Simon Peter Nicholls
Sorry Yuras, I missed this.

It turns out that I made a mistake when trying to pinpoint my problem.
I had started out using WM_COPY_DATA and COPYDATASTRUCT, but upon
facing issues, tried simple sending of a C string and a WM_APP
message. However, that simplifying resulted in me losing the memory
mapping needed for copying data.

(for anyone facing similar woes)

The use of WM_COPY_DATA and COPYDATASTRUCT in combination are
essential, since Windows performs memory mapping to ensure the data
being "copied" is available to the receiving process:

WM_COPY_DATA message is received by Windows.
It's handled as a special case, and COPYDATASTRUCT is inspected.
cbData worth of bytes are memory mapped for the lpData content.
A WM_COPY_DATA message will be received in your wndProc function, with
an appropriate COPYDATASTRUCT for the memory mapped content.
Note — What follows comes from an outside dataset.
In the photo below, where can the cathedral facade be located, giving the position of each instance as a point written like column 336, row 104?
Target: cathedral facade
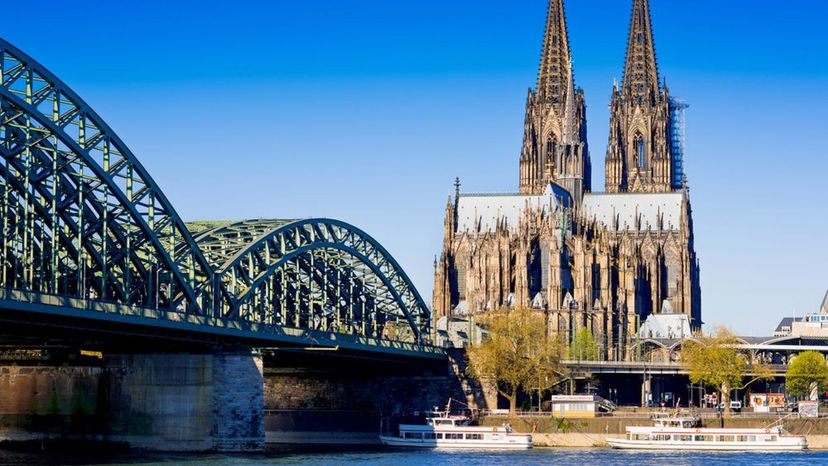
column 604, row 261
It's fine to use withTString (and similar) in combination with
sendMessage, since the IO will be syncronous.

cbData for a TString can be calculated by string length * size of a
System.Win32.Types.TCHAR, accounting for end of string sentinel.

withTStringLen can also be used, but be aware that the zero terminator
will not be present, and I'm not sure if the "Len" given by that
function is string length, or byte count. I wanted a regular
terminated c string, and so haven't tried it.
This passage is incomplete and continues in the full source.